Historic Document
Letter to Gouverneur Morris (1777)
Alexander Hamilton | 1777
Summary
What is Representative Democracy? In 1777, while young Alexander Hamilton served in the Army of the American Revolution, Gouverneur Morris served on the New York Committee of Correspondence. New York drafted its state constitution that year, and Morris sent a copy of it to Hamilton for his comments. Hamilton returned the following letter with his views on the form of government being adopted, which was very similar to the one drafted for the United States in 1787. He argued that representative democracy removed the danger of faction intrinsic to popular government and that separation of powers founded as much as possible in direct election was the means to accomplish it.
Selected by
William B. Allen
Emeritus Dean of James Madison College and Emeritus Professor of Political Science at Michigan State University
Jonathan Gienapp
Associate Professor of History at Stanford University
Document Excerpt
Dear Sir:
…I partly agree and partly disagree with you respecting the deficiencies of your constitution. That there is a want of vigor in the executive, I believe will be found true. To determine the qualifications proper for the chief executive Magistrate requires the deliberate wisdom of a select assembly, and cannot be safely lodged with the people at large. That instability is inherent in the nature of popular governments, I think very disputable; unstable democracy is an epithet frequently in the mouths of politicians; but I believe that from a strict examination of the matter, from the records of history, it will be found that the fluctuation of governments in which the popular principle has borne a considerable sway, has proceeded from its being compounded with other principles and from its being made to operate in an improper channel.
Compound governments, though they may be harmonious in the beginning, will introduce distinct interests; and these interests will clash, throw the state into convulsions & produce a change or dissolution. When the deliberative or judicial powers are vested fully or partly in the collective body of the people, you must expect error, confusion and instability.
But a REPRESENTATIVE DEMOCRACY, where the right of election is well secured and regulated & the exercise of the legislative, executive, and judiciary authorities is vested in select Persons chosen really and not nominally by the people, will in my opinion be most likely to be happy, regular, and durable.

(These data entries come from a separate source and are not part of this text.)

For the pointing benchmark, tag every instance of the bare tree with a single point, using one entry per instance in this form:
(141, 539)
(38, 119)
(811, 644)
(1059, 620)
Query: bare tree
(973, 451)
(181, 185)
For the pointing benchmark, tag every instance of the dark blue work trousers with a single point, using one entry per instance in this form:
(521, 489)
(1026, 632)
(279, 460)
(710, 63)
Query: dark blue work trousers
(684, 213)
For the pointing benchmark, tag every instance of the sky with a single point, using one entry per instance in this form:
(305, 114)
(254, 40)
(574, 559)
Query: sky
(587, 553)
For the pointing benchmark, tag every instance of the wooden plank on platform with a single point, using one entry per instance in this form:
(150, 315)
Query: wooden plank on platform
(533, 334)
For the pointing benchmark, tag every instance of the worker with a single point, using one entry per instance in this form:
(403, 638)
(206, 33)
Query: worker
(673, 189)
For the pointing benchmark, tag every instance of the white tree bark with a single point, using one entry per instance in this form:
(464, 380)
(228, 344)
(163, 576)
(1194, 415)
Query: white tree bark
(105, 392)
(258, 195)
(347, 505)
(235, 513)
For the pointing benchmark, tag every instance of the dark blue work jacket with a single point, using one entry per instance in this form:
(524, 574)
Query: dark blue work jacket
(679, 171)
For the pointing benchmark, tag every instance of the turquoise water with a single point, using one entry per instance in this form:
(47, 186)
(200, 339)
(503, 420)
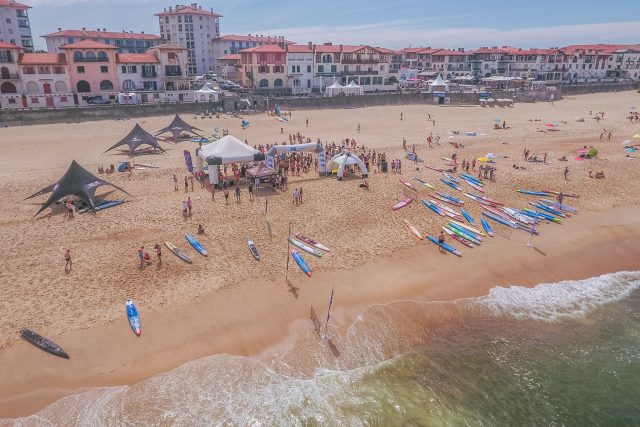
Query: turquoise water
(565, 353)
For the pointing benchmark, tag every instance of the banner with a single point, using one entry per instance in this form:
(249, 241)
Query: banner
(187, 160)
(271, 161)
(322, 163)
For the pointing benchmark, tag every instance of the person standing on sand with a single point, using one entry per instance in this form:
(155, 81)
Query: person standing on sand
(67, 261)
(441, 242)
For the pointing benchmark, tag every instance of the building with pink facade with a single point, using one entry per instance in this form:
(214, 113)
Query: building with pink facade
(92, 69)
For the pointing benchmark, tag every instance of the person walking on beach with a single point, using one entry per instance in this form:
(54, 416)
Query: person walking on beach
(158, 249)
(67, 261)
(441, 242)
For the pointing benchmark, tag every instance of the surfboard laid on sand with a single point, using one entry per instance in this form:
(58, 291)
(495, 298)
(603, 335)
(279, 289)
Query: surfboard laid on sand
(301, 262)
(308, 249)
(43, 343)
(413, 229)
(310, 241)
(402, 204)
(196, 245)
(132, 316)
(178, 252)
(253, 249)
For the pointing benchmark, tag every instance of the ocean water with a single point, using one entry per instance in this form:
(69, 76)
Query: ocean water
(564, 353)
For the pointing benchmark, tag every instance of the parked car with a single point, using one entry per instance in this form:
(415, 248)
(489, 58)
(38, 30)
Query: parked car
(98, 100)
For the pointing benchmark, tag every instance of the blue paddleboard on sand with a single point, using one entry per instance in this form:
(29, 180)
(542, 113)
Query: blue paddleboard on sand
(132, 315)
(196, 245)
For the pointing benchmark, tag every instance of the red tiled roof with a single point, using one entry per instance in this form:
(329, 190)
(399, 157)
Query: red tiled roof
(187, 10)
(102, 34)
(253, 38)
(42, 59)
(5, 45)
(87, 44)
(15, 5)
(299, 48)
(267, 48)
(136, 58)
(231, 57)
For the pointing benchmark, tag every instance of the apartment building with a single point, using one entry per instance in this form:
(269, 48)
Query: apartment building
(193, 28)
(124, 42)
(14, 24)
(231, 44)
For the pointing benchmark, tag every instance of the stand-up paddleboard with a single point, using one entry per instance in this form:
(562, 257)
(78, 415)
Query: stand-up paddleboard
(104, 205)
(308, 249)
(557, 205)
(486, 227)
(446, 196)
(413, 229)
(500, 220)
(196, 245)
(468, 217)
(457, 238)
(534, 193)
(445, 246)
(43, 343)
(423, 182)
(432, 207)
(451, 184)
(310, 241)
(301, 262)
(408, 184)
(253, 249)
(402, 204)
(178, 252)
(132, 315)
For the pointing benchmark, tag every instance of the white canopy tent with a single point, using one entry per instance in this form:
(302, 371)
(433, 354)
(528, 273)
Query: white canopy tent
(354, 88)
(438, 85)
(335, 89)
(205, 94)
(228, 149)
(347, 159)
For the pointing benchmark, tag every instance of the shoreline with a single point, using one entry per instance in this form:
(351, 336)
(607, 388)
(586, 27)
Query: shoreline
(253, 320)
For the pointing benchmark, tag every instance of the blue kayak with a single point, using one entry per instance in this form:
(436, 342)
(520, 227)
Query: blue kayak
(446, 196)
(486, 227)
(132, 315)
(301, 262)
(445, 246)
(468, 217)
(499, 220)
(196, 245)
(432, 207)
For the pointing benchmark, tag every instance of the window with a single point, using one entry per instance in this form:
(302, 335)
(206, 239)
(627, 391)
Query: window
(83, 87)
(106, 85)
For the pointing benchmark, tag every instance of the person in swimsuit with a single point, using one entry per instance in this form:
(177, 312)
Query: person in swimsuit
(441, 242)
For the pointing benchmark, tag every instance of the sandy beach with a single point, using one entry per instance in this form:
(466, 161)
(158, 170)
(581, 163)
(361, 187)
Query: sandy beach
(229, 303)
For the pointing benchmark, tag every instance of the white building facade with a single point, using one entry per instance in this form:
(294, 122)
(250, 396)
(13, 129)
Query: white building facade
(14, 24)
(193, 28)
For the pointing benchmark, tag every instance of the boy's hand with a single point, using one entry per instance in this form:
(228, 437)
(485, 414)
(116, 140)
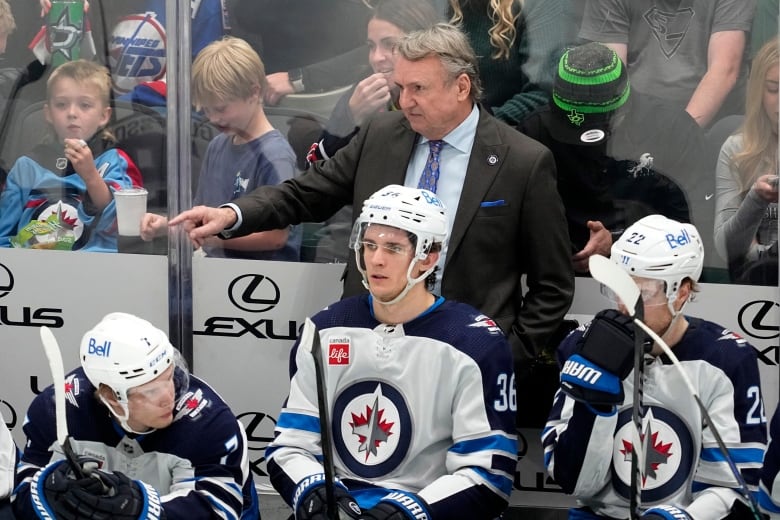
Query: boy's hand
(80, 156)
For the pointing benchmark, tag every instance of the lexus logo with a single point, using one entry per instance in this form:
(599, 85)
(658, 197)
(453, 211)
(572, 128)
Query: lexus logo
(254, 293)
(6, 280)
(759, 319)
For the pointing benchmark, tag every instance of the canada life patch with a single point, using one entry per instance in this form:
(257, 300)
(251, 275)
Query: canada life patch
(338, 351)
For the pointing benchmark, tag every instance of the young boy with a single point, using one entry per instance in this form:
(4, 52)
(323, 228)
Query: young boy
(228, 80)
(60, 195)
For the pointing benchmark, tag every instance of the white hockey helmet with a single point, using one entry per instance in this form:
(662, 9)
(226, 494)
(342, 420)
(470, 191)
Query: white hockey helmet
(417, 211)
(659, 248)
(124, 351)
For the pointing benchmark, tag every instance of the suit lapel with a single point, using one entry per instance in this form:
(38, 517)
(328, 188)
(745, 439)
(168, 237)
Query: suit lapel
(487, 158)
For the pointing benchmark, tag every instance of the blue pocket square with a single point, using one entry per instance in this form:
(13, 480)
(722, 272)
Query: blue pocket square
(492, 203)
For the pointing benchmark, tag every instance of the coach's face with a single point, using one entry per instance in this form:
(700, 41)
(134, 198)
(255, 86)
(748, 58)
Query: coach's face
(432, 101)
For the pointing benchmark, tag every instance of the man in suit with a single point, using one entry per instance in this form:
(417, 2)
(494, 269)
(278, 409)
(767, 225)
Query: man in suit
(507, 218)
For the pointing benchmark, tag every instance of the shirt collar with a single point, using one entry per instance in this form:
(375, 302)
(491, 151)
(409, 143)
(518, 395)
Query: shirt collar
(462, 136)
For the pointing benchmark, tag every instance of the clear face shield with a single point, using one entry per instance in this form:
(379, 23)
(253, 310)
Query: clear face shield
(653, 293)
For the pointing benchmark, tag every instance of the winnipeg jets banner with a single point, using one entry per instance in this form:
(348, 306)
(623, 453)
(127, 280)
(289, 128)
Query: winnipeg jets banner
(68, 292)
(246, 317)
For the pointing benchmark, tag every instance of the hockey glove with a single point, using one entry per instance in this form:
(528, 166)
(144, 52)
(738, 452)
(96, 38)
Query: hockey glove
(310, 501)
(666, 512)
(52, 482)
(123, 499)
(603, 357)
(398, 505)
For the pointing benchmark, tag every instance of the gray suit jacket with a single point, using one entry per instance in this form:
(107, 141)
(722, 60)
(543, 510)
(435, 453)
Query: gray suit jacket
(491, 245)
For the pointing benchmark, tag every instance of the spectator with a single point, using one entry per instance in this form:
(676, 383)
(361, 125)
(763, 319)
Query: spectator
(588, 439)
(516, 49)
(691, 55)
(746, 180)
(614, 163)
(228, 81)
(163, 441)
(506, 216)
(409, 440)
(9, 456)
(60, 195)
(376, 93)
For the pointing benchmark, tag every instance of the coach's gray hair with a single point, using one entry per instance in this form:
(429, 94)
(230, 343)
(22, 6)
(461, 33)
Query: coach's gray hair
(452, 47)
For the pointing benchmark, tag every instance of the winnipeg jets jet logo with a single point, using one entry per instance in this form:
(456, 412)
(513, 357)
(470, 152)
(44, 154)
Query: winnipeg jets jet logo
(371, 428)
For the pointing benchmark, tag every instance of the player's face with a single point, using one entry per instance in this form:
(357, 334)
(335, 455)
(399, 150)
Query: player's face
(770, 95)
(382, 36)
(433, 102)
(151, 405)
(387, 252)
(75, 109)
(234, 117)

That the complexity of your legislative will occasion delay and dilatoriness is evident and I fear may be attended with much greater evil; as expedition is not very material in making laws, especially when the government is well digested and matured by time.
The evil I mean is, that in time, your senate, from the very name and from the mere circumstance of its being a separate member of the legislature, will be liable to degenerate into a body purely aristocratical. And I think the danger of an abuse of power from a simple legislative would not be very great, in a government where the equality and fulness of popular representation is so wisely provided for as in [New York’s].